Die gängige Meinung besagt, dass die Insel Rapa Nui, auch Osterinsel genannt, einst eine große Bevölkerung hatte, die zusammenbrach, nachdem sie über ihre Verhältnisse gelebt und die Insel ihrer Ressourcen beraubt hatte. Eine neue Studie, die meine Kollegen und ich durchgeführt haben, hat dieser Vorstellung einen weiteren Schlag versetzt, indem sie mithilfe künstlicher Intelligenz Satellitendaten von Steinhaufen auf dieser kleinen Insel mitten im Pazifischen Ozean analysierte.

Unsere Studie untersuchte Steingärten, eine Form der Subsistenzlandwirtschaft, und kam zu dem Ergebnis, dass die Insel – nur 15,3 Meilen (24,6 km) lang und 7,6 Meilen (12,3 km) an der breitesten Stelle – wahrscheinlich nie viel mehr als die etwa 3.000 Einwohner beherbergte . Im Jahr 1722 trafen sich europäische Entdecker.

Konventionelle Weisheit entstand aus Spekulationen über eine weitere Reihe von Steinstrukturen auf der Insel: die ikonischen massiven Statuen, Moai genannt, die von den Vorfahren des Rapanui-Volkes geschnitzt wurden. Die Statuen erreichen die Höhe eines dreistöckigen Gebäudes und wiegen bis zu 70 Tonnen. Auf der ganzen Insel gibt es fast 1.000 davon.

Für einen Archäologen bedarf das Rätsel, was die Menschen dazu veranlasst hat, so viel Zeit und Energie in die Konstruktion dieser kolossalen Figuren zu investieren, einer Erklärung. Seit 24 Jahren sind meine Kollegen und ich auf der Suche nach einem.

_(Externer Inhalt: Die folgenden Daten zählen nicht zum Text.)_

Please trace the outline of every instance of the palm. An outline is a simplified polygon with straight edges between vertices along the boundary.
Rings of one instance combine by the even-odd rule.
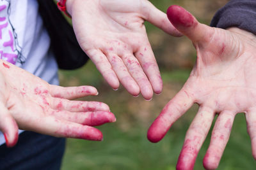
[[[143,22],[179,35],[164,14],[147,0],[74,1],[70,11],[80,45],[114,89],[120,81],[134,96],[141,92],[150,99],[153,91],[161,93],[162,80]]]
[[[51,85],[11,64],[1,65],[0,127],[9,146],[17,142],[17,125],[57,137],[101,140],[101,132],[91,126],[115,120],[104,103],[70,101],[97,95],[93,87]]]
[[[177,169],[193,169],[216,114],[218,117],[204,160],[205,168],[217,168],[234,117],[240,112],[245,113],[256,158],[255,35],[237,28],[227,31],[208,27],[177,6],[171,6],[168,14],[174,18],[170,18],[173,24],[192,40],[196,64],[182,89],[150,127],[148,139],[161,140],[172,124],[198,103],[198,113],[187,132]]]

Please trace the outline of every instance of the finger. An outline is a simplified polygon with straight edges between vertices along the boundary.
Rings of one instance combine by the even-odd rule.
[[[123,86],[132,96],[140,94],[140,88],[131,77],[123,60],[116,54],[108,54],[108,59]]]
[[[32,120],[36,122],[38,118],[35,117]],[[96,128],[83,125],[79,124],[59,120],[53,117],[44,117],[40,119],[40,124],[31,127],[25,127],[38,133],[60,138],[72,138],[92,141],[102,141],[102,134]]]
[[[58,119],[65,120],[90,126],[96,126],[106,123],[115,122],[116,118],[109,111],[69,112],[67,111],[49,110],[51,115]]]
[[[214,111],[209,108],[200,108],[186,135],[177,169],[193,169],[197,155],[214,118]]]
[[[218,167],[228,141],[235,115],[235,113],[227,111],[221,113],[218,117],[209,147],[204,158],[204,166],[207,169],[215,169]]]
[[[170,23],[166,15],[156,8],[149,1],[143,1],[142,13],[144,19],[172,36],[182,34]]]
[[[50,94],[54,97],[75,99],[87,96],[97,96],[98,95],[98,91],[92,86],[64,87],[51,85]]]
[[[131,75],[140,87],[141,95],[145,99],[150,99],[153,96],[153,90],[138,60],[131,55],[125,55],[123,60]]]
[[[179,6],[170,6],[167,17],[176,29],[194,43],[198,40],[209,41],[214,33],[213,28],[199,23],[194,16]]]
[[[256,110],[250,110],[246,113],[247,132],[251,138],[252,155],[256,160]]]
[[[101,102],[69,101],[55,97],[51,101],[51,107],[54,110],[67,110],[72,112],[109,111],[109,107]]]
[[[163,90],[163,80],[149,43],[147,45],[142,45],[135,53],[135,56],[150,81],[154,92],[159,94]]]
[[[18,141],[18,125],[2,103],[0,103],[0,129],[4,135],[6,146],[14,146]]]
[[[86,54],[95,64],[108,83],[114,89],[118,89],[118,79],[112,69],[107,57],[101,51],[96,50],[86,51]]]
[[[172,125],[193,104],[193,96],[182,89],[164,106],[158,117],[149,127],[147,138],[156,143],[164,138]]]

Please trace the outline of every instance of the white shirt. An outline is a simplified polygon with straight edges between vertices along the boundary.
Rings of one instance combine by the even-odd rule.
[[[58,66],[38,8],[35,0],[0,0],[0,59],[58,85]]]

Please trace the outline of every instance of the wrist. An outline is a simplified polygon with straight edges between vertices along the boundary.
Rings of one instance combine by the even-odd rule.
[[[71,18],[71,13],[68,11],[67,6],[68,4],[68,6],[70,6],[70,3],[72,3],[71,1],[73,1],[73,0],[58,0],[57,1],[57,6],[59,10],[64,12],[64,13],[69,18]]]

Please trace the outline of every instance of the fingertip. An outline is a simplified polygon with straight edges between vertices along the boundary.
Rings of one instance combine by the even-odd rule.
[[[147,138],[152,143],[157,143],[161,141],[166,134],[167,131],[163,131],[157,124],[157,118],[149,127],[147,132]]]
[[[109,112],[109,123],[113,123],[115,122],[116,121],[116,118],[115,116],[114,113],[111,113],[111,112]]]
[[[100,141],[103,140],[103,134],[100,130],[92,127],[88,127],[86,133],[80,138],[90,141]]]
[[[105,79],[106,80],[108,83],[113,88],[114,90],[117,90],[118,89],[120,83],[118,79],[115,74],[115,76],[113,76],[111,78]]]
[[[150,101],[153,97],[153,90],[151,87],[144,87],[141,89],[142,96],[146,101]]]
[[[216,159],[214,156],[211,155],[208,152],[207,152],[203,160],[203,166],[204,168],[209,170],[217,169],[219,166],[219,161],[216,161]]]
[[[131,94],[132,96],[137,96],[140,95],[140,90],[138,85],[134,82],[134,83],[131,83],[129,85],[124,85],[125,89],[127,90],[128,92]]]
[[[4,133],[4,136],[8,148],[13,147],[18,141],[18,131],[13,134],[8,135],[6,132]]]
[[[193,15],[178,5],[170,6],[166,14],[169,20],[176,28],[180,26],[189,27],[196,24]]]

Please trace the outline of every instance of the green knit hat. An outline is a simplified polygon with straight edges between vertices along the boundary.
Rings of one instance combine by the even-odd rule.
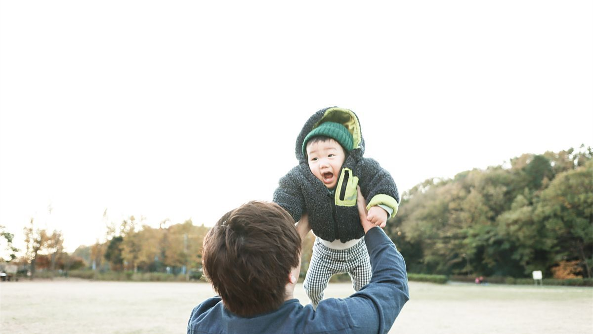
[[[354,148],[354,141],[352,139],[352,134],[350,131],[339,123],[335,122],[326,122],[319,125],[318,126],[313,129],[309,132],[309,134],[305,137],[305,140],[302,142],[302,154],[307,155],[307,143],[309,139],[313,137],[319,136],[326,136],[333,139],[344,148],[346,152],[350,152]]]

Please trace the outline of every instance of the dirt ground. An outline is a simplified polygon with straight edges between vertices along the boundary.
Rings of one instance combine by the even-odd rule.
[[[390,333],[593,333],[593,288],[410,283],[411,300]],[[326,297],[352,293],[332,283]],[[0,283],[2,333],[185,333],[190,313],[214,294],[206,283]],[[308,303],[299,285],[295,297]]]

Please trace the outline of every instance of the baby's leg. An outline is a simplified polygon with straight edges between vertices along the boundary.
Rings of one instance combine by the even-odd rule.
[[[352,287],[357,291],[371,281],[372,272],[366,246],[358,248],[352,261],[349,261],[348,274],[352,279]]]
[[[328,256],[327,249],[317,241],[313,244],[313,254],[311,257],[309,269],[305,275],[303,287],[311,300],[313,308],[316,308],[323,299],[323,291],[334,271],[329,265],[331,259]]]

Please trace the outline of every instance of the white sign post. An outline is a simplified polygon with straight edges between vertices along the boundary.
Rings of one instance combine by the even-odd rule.
[[[543,286],[544,283],[541,280],[542,279],[541,271],[540,270],[533,271],[533,272],[531,273],[531,275],[533,276],[533,284],[534,285],[537,285],[537,281],[539,281],[540,285]]]

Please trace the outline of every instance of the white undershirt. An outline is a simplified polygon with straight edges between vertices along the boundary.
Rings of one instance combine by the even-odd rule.
[[[323,246],[327,247],[327,248],[331,248],[331,249],[347,249],[358,243],[358,241],[361,241],[361,239],[362,238],[359,239],[354,239],[343,243],[340,241],[340,239],[336,239],[333,241],[328,241],[327,240],[324,240],[321,238],[317,238],[320,242],[323,244]]]

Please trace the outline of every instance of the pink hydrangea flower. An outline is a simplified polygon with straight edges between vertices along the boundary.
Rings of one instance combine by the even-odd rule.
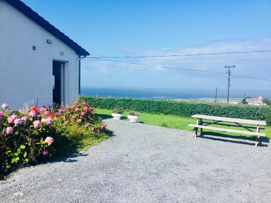
[[[15,119],[17,118],[17,116],[15,115],[12,115],[10,116],[10,117],[13,119],[14,120],[15,120]]]
[[[23,116],[21,118],[21,120],[25,122],[25,121],[27,120],[27,117],[26,117],[25,116]]]
[[[13,132],[13,129],[12,127],[8,127],[6,130],[7,134],[11,134]]]
[[[44,122],[47,124],[51,125],[52,124],[52,121],[53,120],[50,118],[47,118],[45,119]]]
[[[14,119],[12,119],[11,117],[8,119],[8,123],[13,123],[14,122]]]
[[[16,119],[14,120],[14,123],[16,125],[21,125],[22,124],[22,121],[20,119]]]
[[[47,137],[45,139],[45,142],[48,143],[49,145],[53,142],[54,141],[53,138],[51,137]]]
[[[44,112],[45,112],[45,111],[46,110],[47,110],[47,109],[46,108],[41,107],[41,108],[40,108],[40,111],[42,113],[44,113]]]
[[[64,110],[63,109],[59,109],[58,110],[58,113],[63,113],[64,112]]]
[[[90,125],[90,123],[89,123],[86,125],[85,126],[85,127],[88,127]]]
[[[1,106],[2,107],[2,108],[5,109],[8,108],[8,105],[6,103],[3,104]]]
[[[43,150],[43,151],[42,152],[42,154],[44,155],[48,154],[48,153],[49,153],[49,152],[48,151],[48,150],[47,149],[44,149]]]
[[[33,124],[34,125],[34,127],[36,128],[37,128],[40,126],[40,125],[41,125],[41,123],[40,122],[39,120],[37,120],[33,122]]]
[[[35,117],[37,114],[36,112],[31,111],[28,114],[28,116],[30,117]]]

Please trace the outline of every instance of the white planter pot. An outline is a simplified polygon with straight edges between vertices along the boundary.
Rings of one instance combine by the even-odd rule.
[[[122,113],[112,113],[111,114],[114,117],[112,119],[114,120],[120,120],[120,118],[122,117],[123,115]]]
[[[130,120],[128,121],[129,122],[133,122],[133,123],[136,123],[137,121],[139,119],[139,116],[131,116],[128,115],[127,116],[127,117]]]

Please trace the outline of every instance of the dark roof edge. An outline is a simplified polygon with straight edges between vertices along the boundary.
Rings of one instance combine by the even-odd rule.
[[[5,0],[33,21],[76,51],[77,54],[80,56],[89,56],[89,53],[79,46],[69,37],[60,31],[48,21],[27,6],[20,0]]]

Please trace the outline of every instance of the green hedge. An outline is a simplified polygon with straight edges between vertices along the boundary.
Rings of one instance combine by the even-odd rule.
[[[226,103],[200,103],[191,102],[152,99],[113,99],[83,96],[89,106],[112,109],[122,107],[152,114],[164,114],[190,117],[194,114],[265,120],[271,125],[271,107],[233,104]]]

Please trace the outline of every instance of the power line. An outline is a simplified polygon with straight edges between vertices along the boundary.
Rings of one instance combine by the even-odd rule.
[[[89,57],[88,57],[89,58]],[[92,57],[93,58],[95,58],[94,57]],[[109,60],[109,59],[101,59],[101,60],[103,60],[105,61],[115,61],[115,62],[119,62],[121,63],[129,63],[131,64],[135,64],[137,65],[141,65],[142,66],[152,66],[153,67],[158,67],[160,68],[171,68],[172,69],[178,69],[180,70],[190,70],[192,71],[199,71],[201,72],[207,72],[208,73],[223,73],[223,74],[225,74],[225,73],[222,73],[222,72],[216,72],[214,71],[208,71],[205,70],[194,70],[193,69],[187,69],[186,68],[173,68],[171,67],[167,67],[166,66],[156,66],[155,65],[150,65],[148,64],[143,64],[141,63],[132,63],[130,62],[125,62],[125,61],[115,61],[114,60]]]
[[[250,61],[249,62],[248,62],[247,63],[243,63],[243,64],[240,64],[240,65],[238,65],[238,66],[243,66],[243,65],[244,65],[246,64],[247,64],[248,63],[252,63],[252,62],[254,62],[254,61],[259,61],[260,60],[262,60],[262,59],[263,59],[264,58],[268,58],[268,57],[271,57],[271,56],[267,56],[266,57],[264,57],[264,58],[260,58],[259,59],[258,59],[257,60],[255,60],[255,61]]]
[[[245,78],[250,78],[251,79],[257,79],[257,80],[268,80],[271,81],[271,80],[268,79],[263,79],[262,78],[256,78],[254,77],[246,77],[244,76],[234,76],[233,75],[231,75],[231,76],[234,76],[235,77],[243,77]]]
[[[259,56],[260,55],[262,55],[262,54],[264,54],[265,53],[266,53],[266,52],[268,52],[268,51],[271,51],[271,50],[269,50],[269,51],[266,51],[265,52],[264,52],[263,53],[262,53],[261,54],[258,54],[258,55],[256,55],[256,56],[254,56],[253,57],[251,57],[251,58],[248,58],[248,59],[245,59],[245,60],[243,60],[243,61],[239,61],[239,62],[237,62],[237,63],[235,63],[234,64],[237,64],[237,63],[241,63],[241,62],[243,62],[243,61],[247,61],[248,60],[249,60],[250,59],[251,59],[251,58],[254,58],[254,57],[256,57],[256,56]]]
[[[121,61],[171,61],[178,60],[190,60],[190,59],[200,59],[205,58],[232,58],[233,57],[245,57],[247,56],[257,56],[259,55],[250,55],[246,56],[222,56],[220,57],[207,57],[202,58],[175,58],[174,59],[149,59],[147,60],[122,60]],[[262,56],[269,56],[270,54],[264,54],[262,55]],[[88,57],[87,58],[92,58],[91,57]],[[100,60],[102,60],[101,59],[99,60],[84,60],[85,61],[101,61]],[[238,62],[239,63],[239,62]]]
[[[87,58],[89,58],[89,57],[87,57]],[[92,58],[94,58],[94,57],[92,57]],[[149,64],[141,64],[141,63],[131,63],[131,62],[125,62],[125,61],[116,61],[116,60],[110,60],[109,59],[101,59],[101,60],[104,60],[104,61],[115,61],[115,62],[120,62],[120,63],[128,63],[128,64],[136,64],[136,65],[142,65],[142,66],[151,66],[151,67],[160,67],[160,68],[171,68],[171,69],[179,69],[179,70],[186,70],[191,71],[197,71],[201,72],[207,72],[207,73],[222,73],[223,74],[225,74],[225,73],[222,73],[222,72],[215,72],[215,71],[208,71],[200,70],[193,70],[193,69],[186,69],[186,68],[173,68],[172,67],[166,67],[166,66],[156,66],[156,65],[149,65]],[[257,80],[269,80],[269,81],[271,81],[271,80],[269,80],[268,79],[262,79],[262,78],[255,78],[250,77],[245,77],[245,76],[234,76],[234,75],[232,75],[231,76],[235,76],[235,77],[240,77],[246,78],[250,78],[251,79],[257,79]]]
[[[238,52],[225,52],[223,53],[217,53],[211,54],[186,54],[185,55],[170,55],[164,56],[118,56],[118,57],[88,57],[88,58],[146,58],[147,57],[167,57],[169,56],[196,56],[200,55],[214,55],[215,54],[240,54],[245,53],[252,53],[253,52],[262,52],[269,51],[243,51]]]

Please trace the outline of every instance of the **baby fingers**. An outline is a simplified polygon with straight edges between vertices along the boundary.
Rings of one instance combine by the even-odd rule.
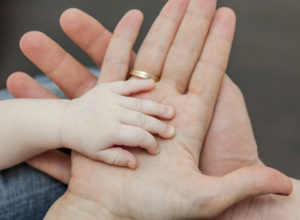
[[[109,89],[119,95],[130,95],[154,89],[155,83],[151,79],[130,79],[110,83]]]
[[[125,111],[121,122],[126,125],[142,128],[152,134],[158,134],[162,138],[172,138],[175,135],[174,127],[167,125],[155,117],[144,115],[140,112]]]
[[[175,110],[173,107],[162,105],[150,100],[121,97],[118,103],[124,108],[162,119],[172,119],[175,116]]]
[[[126,147],[141,147],[150,154],[159,153],[155,138],[146,130],[129,125],[121,125],[113,140],[114,145]]]
[[[112,147],[98,151],[93,157],[96,160],[114,166],[129,167],[130,169],[135,169],[137,167],[135,156],[131,152],[120,147]]]

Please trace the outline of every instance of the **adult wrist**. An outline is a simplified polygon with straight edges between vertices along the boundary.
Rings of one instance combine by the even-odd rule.
[[[66,192],[48,210],[45,220],[65,220],[65,219],[107,219],[119,220],[118,216],[112,215],[99,203],[79,197],[70,192]]]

Einige frühe europäische Besucher vermuteten, dass die Insel einst eine viel größere Bevölkerung beherbergt haben musste, um die Anzahl und Größe der Moai zu erklären. Diese Annahme wird seit Generationen wiederholt und bildet die Grundlage einer Kollapserzählung.

Die Geschichte des Einsturzes besagt, dass die Insel einst Zehntausende Einwohner gehabt haben muss, die für die Arbeit benötigt wurden, die zum Schnitzen und Transportieren der riesigen Statuen erforderlich war. Eine solch große Bevölkerung konnte nicht ernährt werden, und letztendlich führte die Nahrungsmittelknappheit zu Hungersnöten, Krieg und sogar Kannibalismus. Infolgedessen sank die Population auf die geringe Zahl, die von frühen europäischen Entdeckern beobachtet wurde.

Große geschnitzte Steinköpfe sitzen auf einer grasbewachsenen, baumlosen Seite

Bei unseren früheren Studien über die Insel fragten sich meine Kollegen und ich: Wenn vor der Ankunft der Europäer so viele Menschen gleichzeitig auf der Insel lebten, wo sind dann die Beweise? Wir haben eine neue Studie durchgeführt, um festzustellen, ob eine so große Population möglich ist, da die Rapanui Steingärten zum Anbau eines Großteils ihrer Nahrung nutzten. Basierend auf unserer Auswertung der verfügbaren Daten gehen wir davon aus, dass es nie mehr als 3.000 bis 4.000 Menschen gab und dass diese nachhaltig auf der Insel lebten.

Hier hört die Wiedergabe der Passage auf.